I was suppose to write something here but I do not know what to write.

Sunday, February 7, 2010

Sexual intercourse the man on heaven.

I have no intention to curse but that fella really left me no choice.

WHAT THE FUCK ARE YOU DOING? WHY DO YOU TAKE SO FUCKING LONG TO REPLY MY MESSAGE?

I just want my motherboard to be fixed! If you can't do it or you can't get my mobo to fix for free, god dammit tell me already. I can't afford to wait for you for so fucking long just because you're trying to give me some stupid reasons of not trying to fix my motherboard. BAH! I don't really want to care about it anymore. If he still not replying me next week, I gonna bring it to somewhere else.

Now I want to concentrate on my studies. Statistics, Philosophy and Public Speaking. My oh my, I started to regret taking Public Speaking this early because I just got told that 5 of my friends are taking Marketing Principle. OMG! I should have go for that class instead of Public Speaking! Now I'm seriously regret about this decision. ARGHH!!

Over the weekend there's something happened. Something will change me as a competitive gamer. Offered had been came to me and it's up to me if I want to do it and if I'm up for it. But even if I could, I still need another 2 or more people to tag along. Geez. >_> I believe everyone wants it as a competitive gamer. No one says no to that opportunity unless they are really not heading to the direction I'm trying to go. But if I got selected, there will be alot of commitments. I don't think I can cope it. <.< People are like that eh? They want something but they can't afford to lose anything just to get to their destination.

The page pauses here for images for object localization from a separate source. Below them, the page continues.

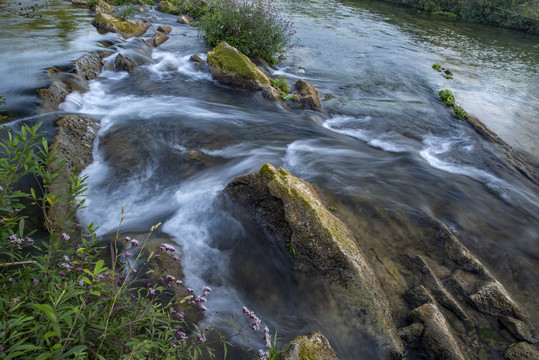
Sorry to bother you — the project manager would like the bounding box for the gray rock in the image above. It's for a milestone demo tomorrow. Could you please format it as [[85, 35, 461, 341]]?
[[444, 231, 491, 277], [397, 322, 425, 343], [469, 281, 528, 321], [278, 331, 339, 360], [146, 30, 169, 47], [410, 303, 465, 360], [504, 342, 539, 360], [295, 79, 322, 111], [500, 316, 538, 343], [71, 0, 87, 6], [74, 52, 103, 81], [157, 25, 172, 34], [138, 7, 148, 14], [406, 255, 468, 321], [114, 53, 136, 72]]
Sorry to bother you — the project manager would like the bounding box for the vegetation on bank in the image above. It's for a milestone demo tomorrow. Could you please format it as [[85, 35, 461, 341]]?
[[0, 123, 279, 359], [384, 0, 539, 33]]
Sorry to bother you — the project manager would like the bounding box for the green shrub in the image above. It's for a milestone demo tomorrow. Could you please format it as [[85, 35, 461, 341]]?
[[438, 89, 455, 106], [198, 0, 295, 62], [453, 105, 468, 119], [118, 3, 136, 19]]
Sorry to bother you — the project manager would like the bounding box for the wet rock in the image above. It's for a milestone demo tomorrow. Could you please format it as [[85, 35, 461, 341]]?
[[469, 281, 528, 321], [207, 42, 270, 90], [71, 0, 87, 6], [47, 115, 100, 233], [93, 0, 116, 15], [278, 331, 339, 360], [504, 342, 539, 360], [405, 285, 435, 309], [397, 322, 425, 343], [74, 52, 103, 81], [295, 79, 322, 111], [444, 230, 491, 278], [406, 255, 468, 321], [409, 303, 465, 360], [262, 85, 282, 102], [189, 54, 206, 70], [91, 12, 150, 39], [138, 7, 148, 14], [146, 30, 169, 47], [177, 15, 193, 25], [114, 53, 136, 72], [225, 163, 404, 358], [500, 316, 538, 343], [157, 25, 172, 34], [37, 80, 71, 107]]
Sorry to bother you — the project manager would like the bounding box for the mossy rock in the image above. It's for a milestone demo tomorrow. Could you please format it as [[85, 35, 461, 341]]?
[[91, 12, 150, 38], [207, 42, 270, 90], [225, 163, 405, 358], [278, 331, 339, 360]]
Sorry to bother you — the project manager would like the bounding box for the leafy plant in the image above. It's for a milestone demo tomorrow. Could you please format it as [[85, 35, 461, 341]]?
[[118, 4, 136, 20], [198, 0, 295, 62], [432, 63, 442, 71], [270, 75, 292, 100], [438, 89, 455, 106], [453, 105, 469, 119]]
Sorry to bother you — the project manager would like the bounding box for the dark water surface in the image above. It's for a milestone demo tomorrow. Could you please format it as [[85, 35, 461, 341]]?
[[1, 0, 538, 358]]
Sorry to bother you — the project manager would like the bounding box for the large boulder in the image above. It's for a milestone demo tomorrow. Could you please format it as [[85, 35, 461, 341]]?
[[91, 12, 150, 39], [146, 30, 169, 47], [207, 42, 271, 90], [114, 53, 136, 72], [225, 163, 404, 358], [278, 331, 339, 360]]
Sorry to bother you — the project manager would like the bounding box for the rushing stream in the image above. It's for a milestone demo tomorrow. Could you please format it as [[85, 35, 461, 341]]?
[[2, 0, 538, 358]]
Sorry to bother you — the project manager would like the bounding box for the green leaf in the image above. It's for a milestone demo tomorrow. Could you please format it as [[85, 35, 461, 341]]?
[[60, 344, 87, 358], [82, 277, 92, 285], [33, 304, 57, 323], [44, 330, 58, 340], [35, 352, 52, 360]]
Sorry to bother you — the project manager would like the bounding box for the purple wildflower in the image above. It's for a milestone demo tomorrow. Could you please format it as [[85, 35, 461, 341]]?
[[131, 239, 140, 247], [166, 275, 175, 282], [258, 350, 269, 360], [125, 236, 131, 242], [199, 305, 207, 311], [32, 279, 39, 285], [187, 288, 194, 294], [196, 333, 206, 343], [61, 233, 70, 242], [176, 280, 182, 285], [173, 254, 179, 261], [78, 278, 84, 286], [160, 244, 175, 253]]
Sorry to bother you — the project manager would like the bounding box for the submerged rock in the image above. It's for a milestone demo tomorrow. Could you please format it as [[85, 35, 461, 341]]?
[[207, 42, 271, 90], [409, 303, 465, 360], [225, 163, 404, 358], [469, 281, 528, 321], [157, 25, 172, 34], [91, 12, 150, 39], [504, 342, 539, 360], [278, 331, 339, 360]]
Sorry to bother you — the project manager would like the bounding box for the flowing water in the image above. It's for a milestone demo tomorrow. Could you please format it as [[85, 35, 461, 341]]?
[[2, 0, 538, 358]]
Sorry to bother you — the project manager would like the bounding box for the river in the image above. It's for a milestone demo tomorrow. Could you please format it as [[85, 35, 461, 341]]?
[[1, 0, 538, 358]]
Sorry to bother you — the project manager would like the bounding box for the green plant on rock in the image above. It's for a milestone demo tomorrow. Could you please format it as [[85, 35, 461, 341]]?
[[432, 63, 442, 71], [453, 105, 468, 119], [438, 89, 455, 106], [198, 0, 295, 62], [270, 75, 292, 100]]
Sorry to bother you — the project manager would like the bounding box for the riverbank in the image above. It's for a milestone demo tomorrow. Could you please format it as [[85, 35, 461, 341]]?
[[376, 0, 539, 34]]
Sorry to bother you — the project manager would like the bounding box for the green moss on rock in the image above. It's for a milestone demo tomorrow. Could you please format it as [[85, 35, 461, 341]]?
[[207, 42, 270, 90], [92, 12, 150, 38]]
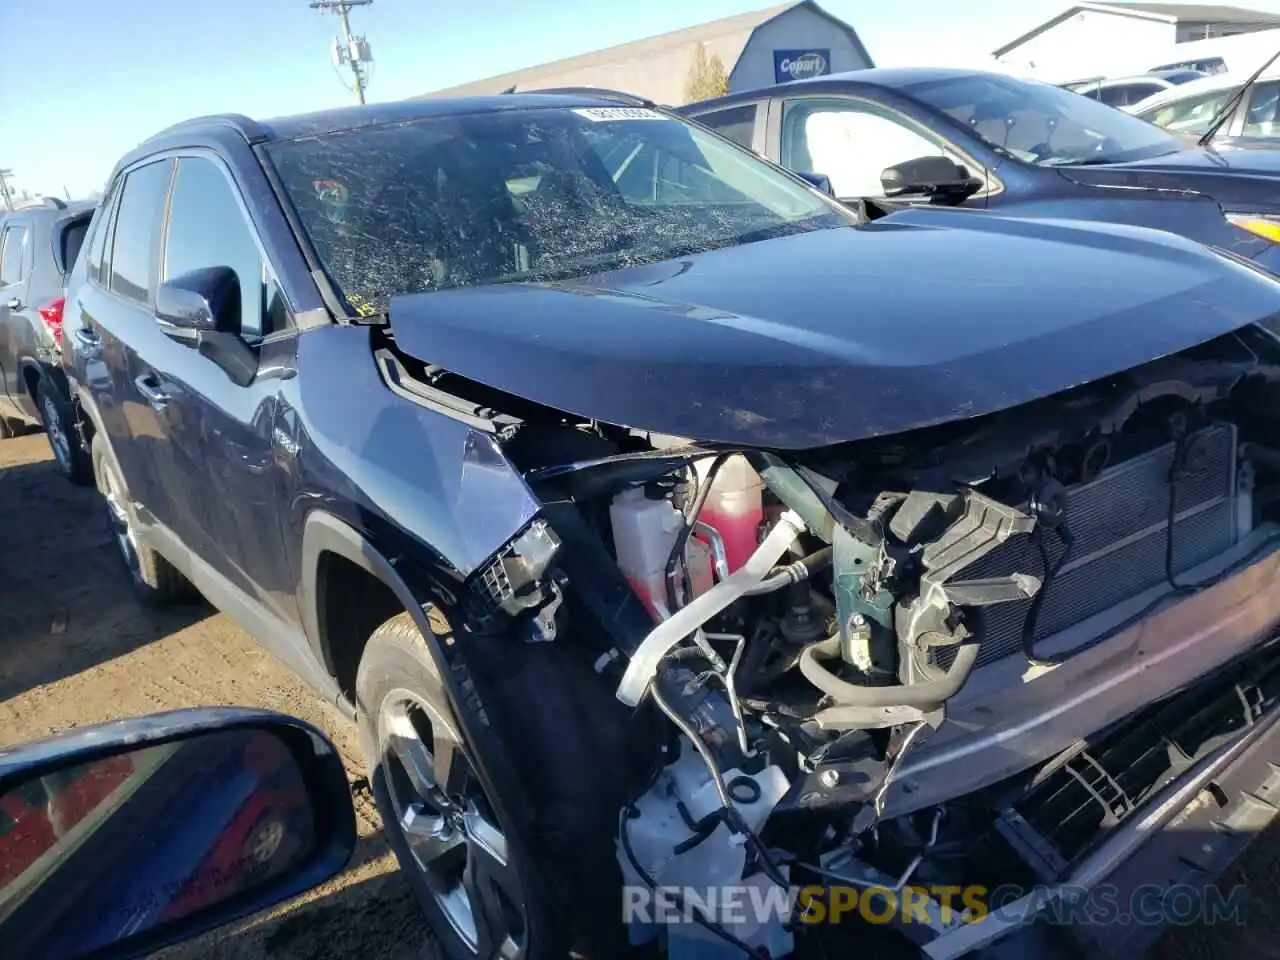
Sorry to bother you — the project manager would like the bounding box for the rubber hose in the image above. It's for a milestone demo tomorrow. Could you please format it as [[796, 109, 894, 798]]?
[[799, 635, 980, 708]]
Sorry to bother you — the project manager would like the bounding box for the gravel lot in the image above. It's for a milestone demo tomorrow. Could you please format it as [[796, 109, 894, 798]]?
[[0, 430, 1274, 959]]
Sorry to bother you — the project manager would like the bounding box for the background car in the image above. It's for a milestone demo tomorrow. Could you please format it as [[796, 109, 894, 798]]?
[[679, 67, 1280, 273], [1057, 70, 1205, 111], [1133, 66, 1280, 140], [0, 197, 96, 483]]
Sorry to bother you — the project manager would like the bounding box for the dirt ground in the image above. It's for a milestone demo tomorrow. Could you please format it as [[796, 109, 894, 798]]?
[[0, 431, 1275, 959]]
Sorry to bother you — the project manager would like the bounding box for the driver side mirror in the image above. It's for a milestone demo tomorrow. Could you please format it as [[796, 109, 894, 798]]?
[[0, 708, 356, 960], [794, 171, 836, 196], [880, 155, 983, 203], [155, 266, 258, 387], [156, 265, 241, 334]]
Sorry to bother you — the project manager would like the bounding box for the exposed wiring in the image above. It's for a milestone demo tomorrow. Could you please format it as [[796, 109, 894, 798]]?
[[666, 453, 730, 612], [1020, 524, 1075, 667], [618, 808, 766, 958], [648, 682, 790, 888]]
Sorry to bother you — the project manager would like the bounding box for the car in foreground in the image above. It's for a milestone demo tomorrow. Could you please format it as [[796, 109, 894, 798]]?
[[0, 197, 96, 482], [679, 67, 1280, 272], [1132, 65, 1280, 140], [62, 94, 1280, 959]]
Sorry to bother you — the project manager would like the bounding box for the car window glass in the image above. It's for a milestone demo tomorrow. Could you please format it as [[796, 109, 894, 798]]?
[[60, 221, 89, 276], [165, 157, 269, 338], [1101, 83, 1164, 107], [109, 161, 173, 304], [780, 99, 954, 198], [85, 188, 116, 284], [1143, 87, 1235, 134], [0, 226, 28, 286], [1243, 81, 1280, 137], [694, 105, 758, 148], [267, 108, 847, 310]]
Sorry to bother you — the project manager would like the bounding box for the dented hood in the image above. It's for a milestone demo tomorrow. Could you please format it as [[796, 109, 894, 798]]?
[[387, 208, 1280, 450]]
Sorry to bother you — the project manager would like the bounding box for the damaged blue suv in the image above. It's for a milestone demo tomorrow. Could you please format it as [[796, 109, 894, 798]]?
[[63, 95, 1280, 960]]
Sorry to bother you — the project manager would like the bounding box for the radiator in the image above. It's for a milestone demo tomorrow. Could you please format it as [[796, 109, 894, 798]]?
[[954, 423, 1242, 667]]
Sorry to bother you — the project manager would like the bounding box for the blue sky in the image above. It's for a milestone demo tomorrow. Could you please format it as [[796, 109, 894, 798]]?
[[3, 0, 1278, 197]]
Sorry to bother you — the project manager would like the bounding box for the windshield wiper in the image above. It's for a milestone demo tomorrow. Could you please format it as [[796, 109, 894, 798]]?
[[1199, 47, 1280, 146]]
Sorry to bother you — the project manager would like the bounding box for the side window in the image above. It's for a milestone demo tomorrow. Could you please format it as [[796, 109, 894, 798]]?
[[84, 187, 118, 284], [0, 226, 28, 286], [1243, 81, 1280, 137], [693, 105, 759, 148], [1143, 88, 1234, 134], [780, 99, 954, 199], [109, 160, 173, 304], [1100, 83, 1164, 108], [164, 157, 270, 338]]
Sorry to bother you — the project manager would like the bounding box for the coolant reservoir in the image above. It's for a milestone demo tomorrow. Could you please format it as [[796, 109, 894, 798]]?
[[611, 489, 713, 619], [695, 455, 764, 573]]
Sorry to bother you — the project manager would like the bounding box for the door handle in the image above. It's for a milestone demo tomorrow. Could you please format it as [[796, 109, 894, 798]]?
[[134, 373, 173, 408], [5, 297, 22, 311], [74, 327, 100, 347]]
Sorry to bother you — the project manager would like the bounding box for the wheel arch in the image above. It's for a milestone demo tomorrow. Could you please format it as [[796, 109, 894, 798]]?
[[300, 510, 455, 706]]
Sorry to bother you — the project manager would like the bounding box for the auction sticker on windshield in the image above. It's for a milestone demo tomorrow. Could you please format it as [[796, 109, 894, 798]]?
[[573, 107, 665, 122]]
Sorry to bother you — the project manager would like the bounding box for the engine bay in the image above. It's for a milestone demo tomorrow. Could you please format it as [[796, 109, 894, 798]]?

Am I progressing in any ways? Gaming, life, social, studies? I really hope I am. I want to finish my studies fast so that I can focus on other things. I want to complete it faster so that I can be independent. I don't want to depend on him anymore. He is the pain I want to forget. He is the dirt I want to wipe it off. Eventhough it's impossible for me to draw a clear line with him, but still I want to. Whatever he did to me, even if he say sorry it's definitely not enough.

Too much to rant till it off topic. Sedap. I'm off to sleep. 0830 Statistics class. effing awesome.